In mathematics, a partial cyclic order is a ternary relation that generalizes a cyclic order in the same way that a partial order generalizes a linear order.

==Definition==
Over a given set, a partial cyclic order is a ternary relation $R$ that is:
- cyclic, i.e. it is invariant under a cyclic permutation: $R(x, y, z) \Rightarrow R(y, z, x)$
- asymmetric: $R(x, y, z) \Rightarrow \not R(z, y, x)$
- transitive: $R(x, y, z)$ and $R(x, z, u) \Rightarrow R(x, y, u)$

==Constructions==
Various constructions of partial cyclic orders have been studied, analogous to constructions of other mathematical structures. These include the direct sum, the direct product, the power, and the Dedekind–MacNeille completion of a set.

==Extensions==
The relationship between partial and total cyclic orders is more complex than the relationship between partial and total linear orders. To begin with, not every partial cyclic order can be extended to a total cyclic order. An example is the following relation on the first thirteen letters of the alphabet: {acd, bde, cef, dfg, egh, fha, gac, hcb} ∪ {abi, cij, bjk, ikl, jlm, kma, lab, mbc}. This relation is a partial cyclic order, but it cannot be extended with either abc or cba; either attempt would result in a contradiction.

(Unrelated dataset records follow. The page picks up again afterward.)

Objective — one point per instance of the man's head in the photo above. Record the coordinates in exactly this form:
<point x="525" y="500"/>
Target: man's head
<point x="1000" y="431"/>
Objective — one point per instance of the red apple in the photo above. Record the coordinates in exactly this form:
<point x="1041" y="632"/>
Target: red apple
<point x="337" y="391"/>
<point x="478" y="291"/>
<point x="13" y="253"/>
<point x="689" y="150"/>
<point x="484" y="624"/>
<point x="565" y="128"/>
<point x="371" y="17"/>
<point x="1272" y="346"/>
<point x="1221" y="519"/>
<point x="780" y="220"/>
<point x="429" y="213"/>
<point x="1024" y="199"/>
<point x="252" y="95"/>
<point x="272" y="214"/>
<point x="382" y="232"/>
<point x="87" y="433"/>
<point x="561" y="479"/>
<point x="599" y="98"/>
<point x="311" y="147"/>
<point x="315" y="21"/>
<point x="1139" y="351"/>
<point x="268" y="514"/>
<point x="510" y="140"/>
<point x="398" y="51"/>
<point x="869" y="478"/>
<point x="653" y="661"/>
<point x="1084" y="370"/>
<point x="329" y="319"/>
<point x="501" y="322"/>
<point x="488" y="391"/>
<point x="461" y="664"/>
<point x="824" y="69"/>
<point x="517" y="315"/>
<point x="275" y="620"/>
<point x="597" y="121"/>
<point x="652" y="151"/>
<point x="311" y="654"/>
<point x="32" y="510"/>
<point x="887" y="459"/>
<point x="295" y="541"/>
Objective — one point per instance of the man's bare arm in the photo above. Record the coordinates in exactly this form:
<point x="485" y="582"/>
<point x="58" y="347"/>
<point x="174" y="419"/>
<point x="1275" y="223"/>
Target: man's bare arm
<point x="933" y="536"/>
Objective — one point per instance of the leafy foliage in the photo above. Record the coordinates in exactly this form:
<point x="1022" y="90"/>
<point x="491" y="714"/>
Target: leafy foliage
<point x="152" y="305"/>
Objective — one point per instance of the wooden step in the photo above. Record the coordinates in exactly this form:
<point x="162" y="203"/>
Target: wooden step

The above was a relatively mild example. One can also construct partial cyclic orders with higher-order obstructions such that, for example, any 15 triples can be added but the 16th cannot. In fact, determining whether a general ternary relation (or indeed a partial cyclic order) extends to a total cyclic order is NP-complete, since it solves 3SAT. This is in stark contrast with the problem to recognize when a binary relation extends to a linear order, which can be solved in linear time. (In particular, every poset has a linear extension, even if it is infinite, by the Szpilrajn extension theorem.)

Several authors have considered the question of how complicated a non-extendable partial cyclic order must be. It is known that any partial cyclic order on 6 elements or fewer does extend to a total order. There is a single example (up to isomorphism) on 7 elements, which is constructed by adjoining an extra "point at infinity" to the standard example poset of dimension 3.